Unlike exemplary learning programs and quality teaching, the football team receives a great deal of local media coverage which enhances positive public relations and burnishes the school image. Young men can let off a little steam so they are not butting heads in the hallway or brawling in the change room. Thanks to football, the school can encourage aggression and mayhem while charging a fee for people wishing to watch; see Gender-Based Sports, Golf Team, Oxymorons, Recruiting, Testosterone Poisoning.

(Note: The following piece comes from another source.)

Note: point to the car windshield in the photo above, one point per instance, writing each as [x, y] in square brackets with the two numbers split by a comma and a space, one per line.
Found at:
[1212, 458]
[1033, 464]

While most would agree that a teacher should be hired solely on ability, there are limits. A prospective teacher who has not moved on from the Goth scene of the 1990’s may have a difficult time finding employment despite solid instructional skills. Walking into the job interview wearing black pants, black shirt, black eyeliner, black nail polish, a black dog collar, metallic chains, and sporting spiked, dyed black hair will ensure that the candidate stands out from others vying to teach first grade. If by some miracle the person is the successful applicant it would be wise not to get hopes up regarding an imminent move to the principal’s chair; see Dress, Fads (Fashion), Job Interview, Jocks and Jockettes, Versace, Gucci, and Armani.
More edubabble, the phrase is also known as cutting edge and is closely related to terms such as vanguard, lighthouse, and visionary. The proponents are almost always non-teachers, providing a significant clue as to the practicality of the proposed ideas. The life span of such innovative thought is roughly equivalent to that of a pop music group for the nine-to-twelve-year-old crowd; see Edubabble, Expert, Flip Flops (2), Innovation, Inquiry-Based Learning, Open Area Classrooms/Open Concept School, Principal (f), Zig-Zag (b).
Revered by most of their adolescent peers, there are few detection systems these students cannot beat. Ruthless and cunning, the risk takers have little respect for the rules, making them viable candidates to be future CEO’s or CFO’s of major corporations; see Frankenstein, Informal Leader, Number Fudgers, Self-Esteem (Student).
These students did not have as much fun at elementary school as one may think. It is difficult for a child to break a rule without a mouthy peer tattling. The squealers will then berate the teacher with a memorized litany of all the school rules, some of which the adult had either forgotten or didn’t know in the first place; see Budging in Line, Tattlers and Squealers.
VERSACE, GUCCI, AND ARMANI
Sounding more like an Italian law firm than a trio of famous designers, teachers never wear their fashion creations, principally for two reasons:
teachers do not have fat wallets. The price point for the clothing and accessories is far beyond their means and available only to people working in positions of great benefit to society such as baseball players, tax-evasion lawyers, and hedge fund managers; see Informal Leader, Pay Slip (2), Self-Esteem (Student);
for many teachers, high fashion appeals to those who are weak-minded and easily led, and teachers tend to favor the practical over the sexy. Many male teachers believe that wearing a tweed jacket, corduroy pants, and cheap brogues is still a fashion statement (it is though not in the way they think). When hitting the nightlife, female teachers usually wear a dress or skirt more likely purchased at Sears than Nordstrom; see Conservative-Thinking Liberals, Dress, Fads (Fashion), Goth Look, Jeans, Jocks and Jockettes.